The fire tower atop Mount Beacon kicked off its 10th decade by showing off a little.
On Saturday night (Sept. 4), the 90-year-old tower was illuminated for a half-hour, starting at 9 p.m. More than 25 other fire towers across the state joined in at the same time, from Sterling Forest near the New York-New Jersey border, to towers in the Adirondacks. The occasion was the Eighth Annual Lighting of the Fire Towers, an event sponsored by the New York chapter of the Forest Fire Lookout Association.
None of the fire towers in New York are still actively used in fire spotting, Laurie Rankin, the director of the New York chapter explained, but it’s important to keep them in working condition because they may be called back into action someday.
“If we were to have drought conditions for three or four weeks in the Northeast, like they’re seeing out west, could the same thing happen here?” she asked, in reference to yet another summer of huge wildfires. “Absolutely.”
That may seem far-fetched when considering the wet and soggy summer we just had, but in the past 15 years there have been three wildfires that each burned at least 3,000 acres in the Shawangunk Mountains, and Rankin said the fire tower at Roosa Gap was used as a command center. Pennsylvania recently built 16 fire towers, figuring that they would be a cost-effective way to keep an eye out for blazes in heavily wooded areas with few people and poor cellphone service.
Rankin’s connection to the state’s fire towers is personal. Her father was the observer at the fire tower atop Balsam Lake Mountain in the Catskills from 1958 to 1972, when it was decommissioned. (Beacon’s tower was decommissioned that same year.)
“I grew up on top of a mountain, hanging out at a fire tower,” she said. As an adult, she became passionate about hiking and was delighted to learn that there were so many towers across the state she could hike to. That led her to the Forest Fire Lookout Association.
The method of illumination for each of the towers last weekend differed. For many of the remote towers in the Adirondacks, volunteers had to use only what they could carry during a hike that took several hours, which meant Coleman lanterns and collapsible work lights.
To light the Beacon tower, Rankin got in touch with the members of Hudson Valley 4 Wheelers, who have repaired the tower over the years, including with steel left over from the construction of the Walkway Over the Hudson in Poughkeepsie, to make the tower safe to climb. The crew brought up a 6,500-watt generator and six strips of LED lights.

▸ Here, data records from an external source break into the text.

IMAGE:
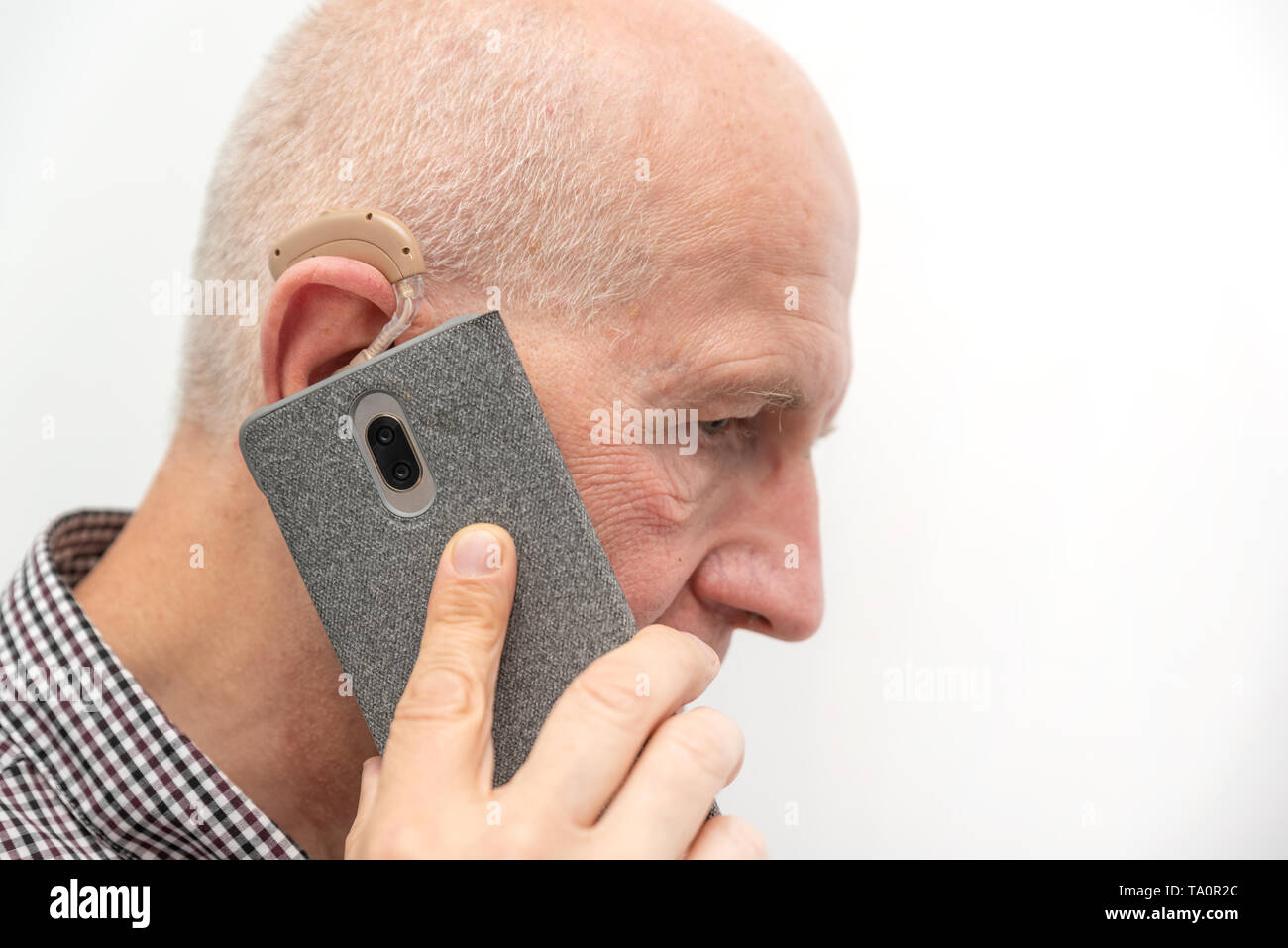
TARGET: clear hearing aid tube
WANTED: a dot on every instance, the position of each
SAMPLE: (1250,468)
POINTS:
(410,292)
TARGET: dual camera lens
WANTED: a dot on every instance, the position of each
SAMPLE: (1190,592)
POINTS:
(393,453)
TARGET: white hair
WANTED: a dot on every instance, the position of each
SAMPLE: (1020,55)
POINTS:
(483,125)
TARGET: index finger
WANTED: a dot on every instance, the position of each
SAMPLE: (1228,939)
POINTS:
(441,738)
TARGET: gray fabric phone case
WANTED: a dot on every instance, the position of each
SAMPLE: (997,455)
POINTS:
(485,442)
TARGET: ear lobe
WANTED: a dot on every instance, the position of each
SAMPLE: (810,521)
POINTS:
(321,313)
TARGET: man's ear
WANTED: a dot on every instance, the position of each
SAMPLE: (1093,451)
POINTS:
(322,312)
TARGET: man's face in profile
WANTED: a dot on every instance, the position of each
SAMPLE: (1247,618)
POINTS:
(747,327)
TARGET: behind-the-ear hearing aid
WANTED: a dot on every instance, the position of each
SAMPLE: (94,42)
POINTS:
(372,237)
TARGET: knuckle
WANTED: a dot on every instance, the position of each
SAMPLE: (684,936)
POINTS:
(469,607)
(742,840)
(681,646)
(707,741)
(606,691)
(394,841)
(442,693)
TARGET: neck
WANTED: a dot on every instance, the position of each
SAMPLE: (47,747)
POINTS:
(224,639)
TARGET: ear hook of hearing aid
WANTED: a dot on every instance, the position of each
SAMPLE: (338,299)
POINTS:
(373,237)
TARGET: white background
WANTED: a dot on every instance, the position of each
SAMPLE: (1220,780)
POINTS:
(1060,469)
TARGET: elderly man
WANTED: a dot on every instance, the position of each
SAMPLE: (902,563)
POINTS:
(661,207)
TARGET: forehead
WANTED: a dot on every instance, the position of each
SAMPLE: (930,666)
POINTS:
(755,268)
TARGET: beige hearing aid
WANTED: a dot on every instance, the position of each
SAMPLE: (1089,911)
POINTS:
(368,236)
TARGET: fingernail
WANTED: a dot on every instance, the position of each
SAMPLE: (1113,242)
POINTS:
(711,652)
(477,553)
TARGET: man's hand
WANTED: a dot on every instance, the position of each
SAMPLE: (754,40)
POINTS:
(587,789)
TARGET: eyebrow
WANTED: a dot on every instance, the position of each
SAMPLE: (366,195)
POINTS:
(773,393)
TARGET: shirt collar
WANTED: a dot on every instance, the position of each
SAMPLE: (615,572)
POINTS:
(123,768)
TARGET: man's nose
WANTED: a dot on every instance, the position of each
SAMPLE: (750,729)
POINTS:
(767,569)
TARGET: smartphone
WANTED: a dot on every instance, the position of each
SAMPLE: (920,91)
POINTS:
(366,510)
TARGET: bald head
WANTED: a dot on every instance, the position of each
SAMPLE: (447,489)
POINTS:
(570,158)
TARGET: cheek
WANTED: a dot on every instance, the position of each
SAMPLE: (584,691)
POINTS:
(645,519)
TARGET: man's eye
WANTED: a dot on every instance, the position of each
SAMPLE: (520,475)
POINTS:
(715,427)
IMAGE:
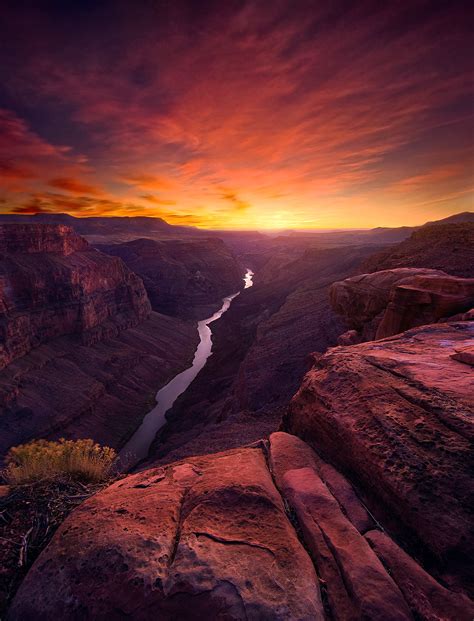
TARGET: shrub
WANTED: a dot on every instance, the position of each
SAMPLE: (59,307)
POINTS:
(80,460)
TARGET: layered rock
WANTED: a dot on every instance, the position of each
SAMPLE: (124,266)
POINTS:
(261,352)
(264,532)
(82,354)
(391,301)
(65,388)
(202,539)
(396,415)
(53,283)
(445,246)
(183,277)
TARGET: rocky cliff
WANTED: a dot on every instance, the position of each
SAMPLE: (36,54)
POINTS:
(445,246)
(82,353)
(260,354)
(53,283)
(265,532)
(183,277)
(392,301)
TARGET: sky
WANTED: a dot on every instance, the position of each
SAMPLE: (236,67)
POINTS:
(238,114)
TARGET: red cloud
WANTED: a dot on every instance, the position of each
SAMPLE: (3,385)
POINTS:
(74,186)
(316,113)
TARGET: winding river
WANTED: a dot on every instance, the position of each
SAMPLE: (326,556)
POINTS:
(139,444)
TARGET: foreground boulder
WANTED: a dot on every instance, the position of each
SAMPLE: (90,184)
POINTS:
(397,415)
(270,531)
(205,539)
(391,301)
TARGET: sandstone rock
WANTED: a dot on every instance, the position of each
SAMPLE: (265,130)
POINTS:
(183,277)
(426,597)
(357,585)
(351,337)
(423,300)
(289,452)
(203,539)
(465,354)
(396,415)
(52,283)
(391,301)
(445,246)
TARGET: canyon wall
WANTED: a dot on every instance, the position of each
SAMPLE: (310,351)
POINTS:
(53,283)
(183,277)
(391,301)
(448,247)
(82,353)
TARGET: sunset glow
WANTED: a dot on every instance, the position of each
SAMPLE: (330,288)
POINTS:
(241,115)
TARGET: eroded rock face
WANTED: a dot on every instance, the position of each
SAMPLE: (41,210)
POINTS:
(52,283)
(203,539)
(447,246)
(214,537)
(397,415)
(65,388)
(183,277)
(391,301)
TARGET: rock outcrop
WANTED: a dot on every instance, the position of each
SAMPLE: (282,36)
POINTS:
(264,532)
(396,416)
(53,283)
(391,301)
(184,278)
(445,246)
(202,539)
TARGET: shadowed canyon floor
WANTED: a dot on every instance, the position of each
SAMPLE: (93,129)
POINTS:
(358,508)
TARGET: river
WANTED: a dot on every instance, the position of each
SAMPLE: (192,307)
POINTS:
(138,446)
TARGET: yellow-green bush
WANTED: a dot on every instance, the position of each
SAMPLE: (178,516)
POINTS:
(81,460)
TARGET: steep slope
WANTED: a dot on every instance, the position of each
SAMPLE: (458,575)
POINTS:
(448,247)
(82,354)
(53,283)
(119,228)
(183,277)
(260,354)
(391,301)
(396,416)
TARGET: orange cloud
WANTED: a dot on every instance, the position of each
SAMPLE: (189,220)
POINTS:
(256,115)
(75,186)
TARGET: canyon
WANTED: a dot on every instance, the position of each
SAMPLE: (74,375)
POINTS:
(318,466)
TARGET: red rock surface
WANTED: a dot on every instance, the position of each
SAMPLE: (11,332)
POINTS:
(392,301)
(81,353)
(430,600)
(397,415)
(423,300)
(203,539)
(263,532)
(52,283)
(448,247)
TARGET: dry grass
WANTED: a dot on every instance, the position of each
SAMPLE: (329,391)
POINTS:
(41,460)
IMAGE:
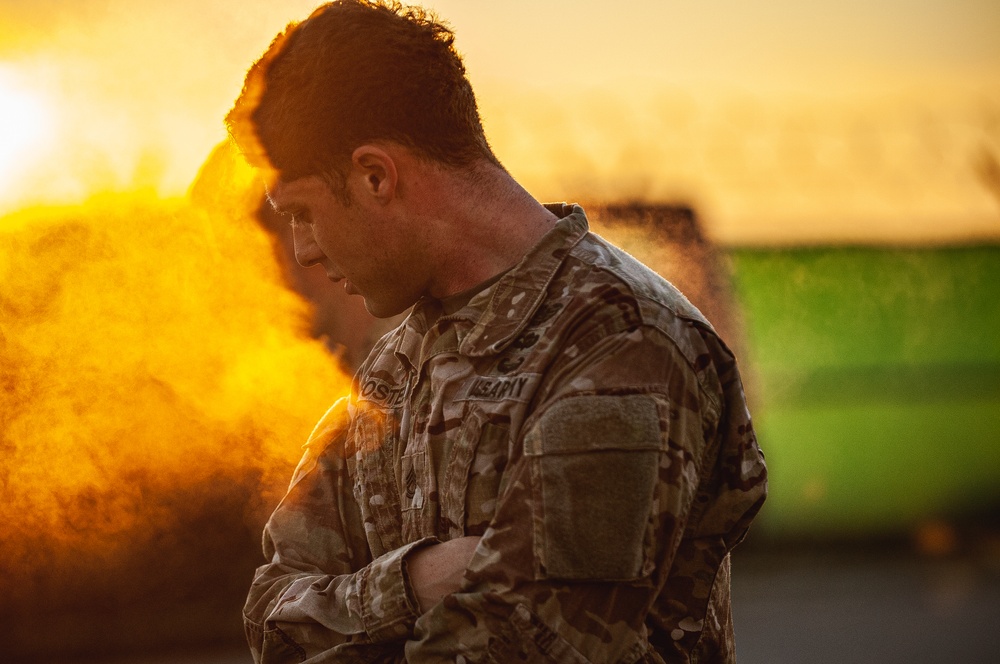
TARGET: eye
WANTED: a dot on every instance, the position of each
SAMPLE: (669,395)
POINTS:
(298,217)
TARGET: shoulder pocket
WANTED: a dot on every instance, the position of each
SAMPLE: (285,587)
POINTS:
(594,469)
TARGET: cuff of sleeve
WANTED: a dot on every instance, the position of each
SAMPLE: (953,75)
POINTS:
(388,609)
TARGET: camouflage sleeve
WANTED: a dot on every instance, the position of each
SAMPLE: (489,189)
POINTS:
(321,591)
(591,511)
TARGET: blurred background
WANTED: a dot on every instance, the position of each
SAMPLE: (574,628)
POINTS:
(822,179)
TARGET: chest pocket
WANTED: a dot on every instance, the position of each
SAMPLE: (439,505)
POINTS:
(375,488)
(472,476)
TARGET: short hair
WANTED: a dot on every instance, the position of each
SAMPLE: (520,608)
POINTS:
(353,72)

“I don’t know if we’ll be able to see any of the other towers,” said Kevin Gennodie, who served as the point person for the crew. “But they’ll be able to see us from three states away.”
At 9 p.m., as Louis Armstrong’s “What A Wonderful World” played from one of the Jeeps, the generator was turned on and the fire tower blazed to life. Since the crew had last been there earlier in the summer for repairs, an unknown visitor had strung fake ivy in the cab at the top of the tower. Between the bright lights and the leafy green strands, it resembled an illicit basement greenhouse.
At 9:15, the lights of every tower were flashed several times, in the hope it would be easier for all of the illuminators to see each other from a distance. We didn’t spot any other blinking lights, but once the Beacon tower started flashing, a plane across the Hudson started heading toward us. “I hope they don’t think this is a runway,” said Gennodie.
We may not have been able to see any of the other towers, but we knew where Rankin was. She was serving as the illuminator atop the tower at Balsam Lake.
“When they see that light go on, I want them to think: ‘There was a man or a woman in that fire tower, in that lonely spot for years, looking over where I am right now and protecting the homes and the business and the forest,’ ” she told me before the event. “Because where you are would look significantly different if they had not done that.”